Nice throwaway. LOL.
% ls -l /etc/passwd
-rw-r--r-- 1 root root 2028 Dec 2 13:05 /etc/passwdYour posts are exactly the kind of thing I _want_ to read on HN. Is there a particular reason why you feel you can't post this under a general-use account?
You can't take the password out of RAM. It would be pretty insane to store it in RAM once the login process is done.

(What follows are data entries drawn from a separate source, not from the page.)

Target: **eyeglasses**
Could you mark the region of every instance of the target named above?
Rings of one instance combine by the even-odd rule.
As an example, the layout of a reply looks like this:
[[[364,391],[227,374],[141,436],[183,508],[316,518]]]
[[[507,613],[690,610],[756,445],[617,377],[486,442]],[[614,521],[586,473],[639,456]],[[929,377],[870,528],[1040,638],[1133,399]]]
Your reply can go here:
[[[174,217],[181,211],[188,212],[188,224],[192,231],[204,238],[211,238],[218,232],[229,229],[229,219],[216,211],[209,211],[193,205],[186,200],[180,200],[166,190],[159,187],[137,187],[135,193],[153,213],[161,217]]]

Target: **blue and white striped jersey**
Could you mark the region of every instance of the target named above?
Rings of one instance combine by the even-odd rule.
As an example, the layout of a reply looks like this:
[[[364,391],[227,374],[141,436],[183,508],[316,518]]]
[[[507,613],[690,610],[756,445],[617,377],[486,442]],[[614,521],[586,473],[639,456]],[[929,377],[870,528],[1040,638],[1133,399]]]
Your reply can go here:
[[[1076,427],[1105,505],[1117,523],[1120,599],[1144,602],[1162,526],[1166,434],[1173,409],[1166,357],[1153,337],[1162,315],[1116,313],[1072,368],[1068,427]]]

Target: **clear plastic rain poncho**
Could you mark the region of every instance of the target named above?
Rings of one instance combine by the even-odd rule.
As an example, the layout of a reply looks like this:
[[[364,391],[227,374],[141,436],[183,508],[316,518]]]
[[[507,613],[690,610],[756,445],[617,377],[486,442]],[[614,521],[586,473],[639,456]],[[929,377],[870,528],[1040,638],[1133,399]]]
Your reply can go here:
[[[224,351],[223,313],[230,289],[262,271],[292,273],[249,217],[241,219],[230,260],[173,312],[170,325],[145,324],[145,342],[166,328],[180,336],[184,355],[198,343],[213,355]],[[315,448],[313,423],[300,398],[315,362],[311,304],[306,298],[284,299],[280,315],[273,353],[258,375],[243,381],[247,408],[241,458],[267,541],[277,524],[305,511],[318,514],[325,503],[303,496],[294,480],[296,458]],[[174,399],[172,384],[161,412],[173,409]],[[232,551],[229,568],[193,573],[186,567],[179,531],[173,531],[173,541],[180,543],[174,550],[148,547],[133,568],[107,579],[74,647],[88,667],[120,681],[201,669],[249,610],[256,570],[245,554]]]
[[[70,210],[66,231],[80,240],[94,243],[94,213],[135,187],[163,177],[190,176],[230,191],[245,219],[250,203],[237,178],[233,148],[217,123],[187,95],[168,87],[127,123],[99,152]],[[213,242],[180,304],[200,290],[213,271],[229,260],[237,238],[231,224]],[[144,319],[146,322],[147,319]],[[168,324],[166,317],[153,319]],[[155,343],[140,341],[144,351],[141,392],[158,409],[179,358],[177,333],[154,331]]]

This exploit can't read RAM. Being able to read RAM from a program other than the one you are exploiting is pretty unusual today (early operating systems were much less scrupulous, however). There are lots of scary local exploits that can do this by abusing the high level of privileges granted to drivers for things like HDMI devices, but I've never heard of a remote exploit that could read arbitrary RAM. You can sometimes convince a program to dump core if you have a DoS and can run ulimit.
We used to store passwords in /etc/passwd. The user database need to be public. So the passwords stored in it were hashed, and thus were thought to be secure. Along came the Morris worm, which used (among other things) MD4 password cracking to infect systems. I imagine there were less high-profile incidents as well, but the long and the short if it is we how use /etc/shadow for secrets, and /etc/passwd for usernames.
While not secret, I'd certainly call /etc/shadow sensitive, but its a small point.
But as I said before, that also depends on some details about the setup that we don't know from this article alone.